In probability theory and statistics, the median is a number. This number has the property that it divides a set of observed values in two equal halves, so that half of the values are below it, and half are above.
If there are a finite number of elements, the median is easy to find. The values need to be arranged in a list, lowest to highest. If there is an odd number of values, the median is the one at position <math>(n+1)/2</math>. For example, if there are 13 values, they can be arranged into two groups of 6, with the median in between, at position 7. With an even number of values, as there is no single number which divides all of the numbers to two halves, the median is defined as the mean of the two central elements. With 14 observations, this would be the mean of elements 7 and 8, which is their sum divided by 2.
Alternatively, the median of an even-sized list is sometimes defined as either of the two middle elements; the choice being either (a) always the smallest one, (b) always the largest one, or (c) randomly choose between the two. This alternative definition has two important advantages: it guarantees that the median is always a list element (e.g., a list of integers will never have a fractional median), and it guarantees that the median exists for any ordinal-valued data. On the other hand, when one of the choices (a) or (b) is taken, the median of a sample will be biased, which is an unwanted property of a statistical estimator. Definition (c) does not have that disadvantage, but it is more difficult to do.

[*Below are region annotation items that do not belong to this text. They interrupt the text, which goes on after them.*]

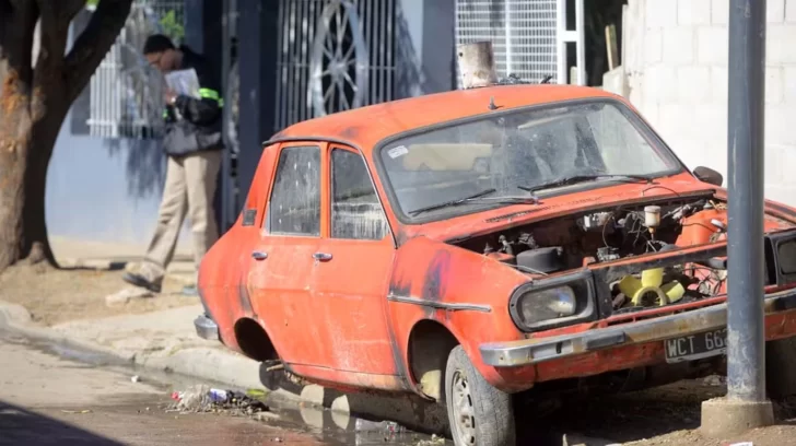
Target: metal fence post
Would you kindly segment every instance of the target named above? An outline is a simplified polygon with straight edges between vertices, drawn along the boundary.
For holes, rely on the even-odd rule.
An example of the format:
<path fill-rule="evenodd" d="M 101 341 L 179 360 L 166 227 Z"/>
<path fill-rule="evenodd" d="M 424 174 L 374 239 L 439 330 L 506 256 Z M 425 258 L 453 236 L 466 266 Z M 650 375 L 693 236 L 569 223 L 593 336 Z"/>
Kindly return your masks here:
<path fill-rule="evenodd" d="M 765 400 L 765 3 L 731 0 L 729 9 L 727 396 L 746 401 Z"/>
<path fill-rule="evenodd" d="M 729 2 L 727 396 L 702 402 L 700 427 L 714 438 L 774 423 L 763 319 L 765 3 Z"/>

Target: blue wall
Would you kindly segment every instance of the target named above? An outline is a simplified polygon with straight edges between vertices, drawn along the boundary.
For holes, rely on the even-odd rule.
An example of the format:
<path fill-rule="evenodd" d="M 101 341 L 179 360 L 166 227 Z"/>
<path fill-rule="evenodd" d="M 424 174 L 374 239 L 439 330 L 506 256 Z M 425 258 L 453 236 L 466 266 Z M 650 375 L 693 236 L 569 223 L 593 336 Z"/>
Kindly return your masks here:
<path fill-rule="evenodd" d="M 70 121 L 61 127 L 47 175 L 50 235 L 148 244 L 165 178 L 160 146 L 74 136 Z"/>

It also has the disadvantage that the same list of values does not have a well-defined, deterministic median.
Median and mean
Median and mean are different in several ways. Mean is a better measure in many cases, because many of the statistical tests can use mean and standard deviation of two observations to compare them, while the same comparison cannot be performed using the medians.

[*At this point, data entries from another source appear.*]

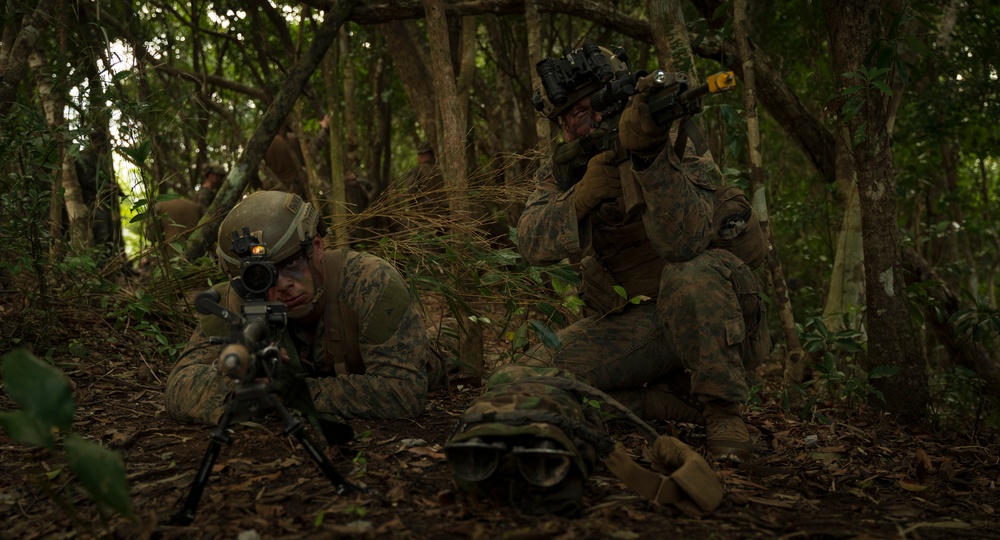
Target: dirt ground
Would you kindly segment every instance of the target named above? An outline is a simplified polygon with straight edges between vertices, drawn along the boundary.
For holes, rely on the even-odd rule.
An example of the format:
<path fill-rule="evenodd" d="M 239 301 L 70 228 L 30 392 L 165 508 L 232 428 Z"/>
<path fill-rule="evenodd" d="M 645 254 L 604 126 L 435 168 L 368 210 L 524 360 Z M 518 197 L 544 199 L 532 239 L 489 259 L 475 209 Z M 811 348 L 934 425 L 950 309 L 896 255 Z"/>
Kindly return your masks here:
<path fill-rule="evenodd" d="M 7 294 L 0 302 L 3 343 L 30 334 L 18 301 Z M 442 446 L 479 392 L 456 384 L 435 392 L 418 418 L 353 423 L 358 438 L 327 452 L 341 475 L 369 488 L 362 493 L 338 495 L 277 420 L 237 425 L 193 525 L 170 526 L 164 522 L 182 507 L 212 429 L 166 416 L 170 366 L 125 345 L 139 334 L 112 330 L 93 312 L 63 311 L 55 343 L 75 337 L 84 349 L 59 348 L 54 357 L 76 385 L 73 429 L 122 456 L 137 518 L 102 519 L 76 484 L 64 487 L 65 475 L 46 476 L 64 465 L 59 453 L 0 435 L 2 538 L 1000 538 L 995 439 L 834 407 L 823 411 L 829 425 L 805 423 L 766 390 L 749 411 L 754 460 L 715 466 L 726 495 L 710 516 L 647 502 L 603 468 L 585 485 L 579 517 L 525 515 L 456 488 Z M 0 393 L 0 409 L 12 408 Z M 654 427 L 703 450 L 698 426 Z M 637 432 L 611 434 L 644 463 Z"/>

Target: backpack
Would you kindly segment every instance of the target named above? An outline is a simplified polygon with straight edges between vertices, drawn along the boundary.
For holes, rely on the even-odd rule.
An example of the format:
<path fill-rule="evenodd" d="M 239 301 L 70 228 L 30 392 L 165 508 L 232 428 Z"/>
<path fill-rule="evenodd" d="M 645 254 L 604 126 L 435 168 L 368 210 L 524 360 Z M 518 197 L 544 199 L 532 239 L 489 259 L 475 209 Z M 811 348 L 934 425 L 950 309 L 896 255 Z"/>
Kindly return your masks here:
<path fill-rule="evenodd" d="M 640 428 L 659 472 L 616 448 L 604 429 L 601 402 Z M 722 500 L 722 486 L 701 455 L 673 437 L 657 436 L 616 400 L 554 367 L 496 370 L 444 451 L 459 489 L 525 514 L 579 514 L 584 484 L 602 463 L 652 501 L 704 514 Z"/>
<path fill-rule="evenodd" d="M 731 184 L 715 190 L 712 223 L 715 234 L 709 247 L 731 252 L 751 269 L 764 262 L 770 249 L 768 240 L 743 190 Z"/>

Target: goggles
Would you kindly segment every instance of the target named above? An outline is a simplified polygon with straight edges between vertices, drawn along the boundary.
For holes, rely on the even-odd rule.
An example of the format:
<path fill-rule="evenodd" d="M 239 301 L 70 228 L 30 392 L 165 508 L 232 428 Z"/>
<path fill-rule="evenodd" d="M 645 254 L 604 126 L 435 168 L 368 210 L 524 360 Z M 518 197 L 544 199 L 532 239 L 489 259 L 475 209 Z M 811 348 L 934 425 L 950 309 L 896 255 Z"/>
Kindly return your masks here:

Median is more useful when the variance of the values is not important and we only need a central measure of the values. If the maximum value of a set of numbers changes while the other numbers of this set are kept the same, the mean of this set of numbers changes, but the median does not.
Another advantage of median is that it can be calculated sooner when we are studying survival data. For example, a researcher can calculate the median survival of patients with a kidney transplant, when half the patients participated in his study die. Calculate the mean survival requires continuing the study and following all the patients until their death.

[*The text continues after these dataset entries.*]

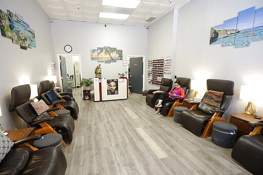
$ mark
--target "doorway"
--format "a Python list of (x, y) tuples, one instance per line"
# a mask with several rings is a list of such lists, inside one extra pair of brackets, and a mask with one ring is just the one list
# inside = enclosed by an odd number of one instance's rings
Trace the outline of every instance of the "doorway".
[(81, 64), (80, 54), (58, 54), (58, 69), (59, 82), (63, 92), (67, 91), (68, 87), (80, 87), (81, 76)]
[(128, 56), (128, 81), (129, 85), (132, 86), (133, 93), (141, 94), (145, 89), (144, 56)]

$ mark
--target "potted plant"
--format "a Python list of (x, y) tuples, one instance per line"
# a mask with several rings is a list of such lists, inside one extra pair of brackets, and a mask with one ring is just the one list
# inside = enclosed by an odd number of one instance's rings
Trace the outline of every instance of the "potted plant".
[(90, 85), (93, 83), (93, 81), (91, 78), (88, 79), (83, 78), (80, 81), (80, 87), (83, 86), (83, 90), (90, 90)]

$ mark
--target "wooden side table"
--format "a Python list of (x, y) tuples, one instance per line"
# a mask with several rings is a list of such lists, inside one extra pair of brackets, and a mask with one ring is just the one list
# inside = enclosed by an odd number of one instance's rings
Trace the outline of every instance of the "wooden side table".
[(249, 122), (262, 122), (263, 118), (261, 119), (254, 118), (253, 116), (245, 113), (230, 114), (229, 123), (237, 126), (237, 138), (243, 135), (248, 135), (251, 131), (252, 127), (249, 125)]
[[(18, 129), (16, 130), (9, 130), (6, 131), (8, 133), (7, 137), (13, 142), (15, 142), (18, 140), (25, 139), (28, 136), (35, 134), (34, 128), (28, 128), (23, 129)], [(38, 150), (37, 148), (33, 147), (28, 143), (26, 143), (20, 145), (19, 146), (28, 146), (30, 147), (31, 150), (35, 151)]]

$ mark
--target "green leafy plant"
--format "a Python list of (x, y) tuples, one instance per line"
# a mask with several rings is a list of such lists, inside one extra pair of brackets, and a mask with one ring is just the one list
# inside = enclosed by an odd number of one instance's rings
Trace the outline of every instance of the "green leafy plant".
[(90, 86), (93, 83), (93, 81), (91, 80), (91, 78), (88, 79), (83, 78), (80, 81), (80, 86), (82, 87), (83, 85), (86, 87)]

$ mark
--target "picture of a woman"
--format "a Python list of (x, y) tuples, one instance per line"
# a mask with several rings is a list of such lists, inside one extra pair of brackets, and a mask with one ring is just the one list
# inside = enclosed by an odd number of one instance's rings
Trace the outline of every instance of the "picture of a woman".
[(108, 95), (118, 94), (118, 79), (107, 80)]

Suppose you want to know how many jelly beans most people in the room have. Let's say there are five people in the room:
- Person 1 (7 jelly beans), Person 2 (8 jelly beans), Person 3 (9 jelly beans), Person 4 (10 jelly beans), Person 5 (11 jelly beans)
- To calculate the mean you would add the total number of jelly beans (45) and divide by the number of people (5): the mean is 9 jelly beans per person.
- To calculate the median, you line up amounts of jelly beans (7, 8, 9, 10, 11), and choose the middle number: the median is also 9 jelly beans.
The results change a lot when you have a bigger range of numbers. Let's imagine a different group of five people:
- Person 1 (8 jelly beans), Person 2 (8 jelly beans), Person 3 (9 jelly beans), Person 4 (10 jelly beans), Person 5 (50 jelly beans)
- To calculate the mean you would add the total number of jelly beans (85) and divide by the number of people (5): the mean is now 17 jelly beans per person.
- To calculate the median, you line up amounts of jelly beans (8, 8, 9, 10, 50), and choose the middle number: the median is still 9 jelly beans.
In this second case, the mean gives you a poor understanding how many jelly beans most people have (10 or less). The median gives you a better idea of the number of jelly beans most people have. If you wanted to divide up the number of jelly beans equally, however, you would use the mean. The median is basically the middle number.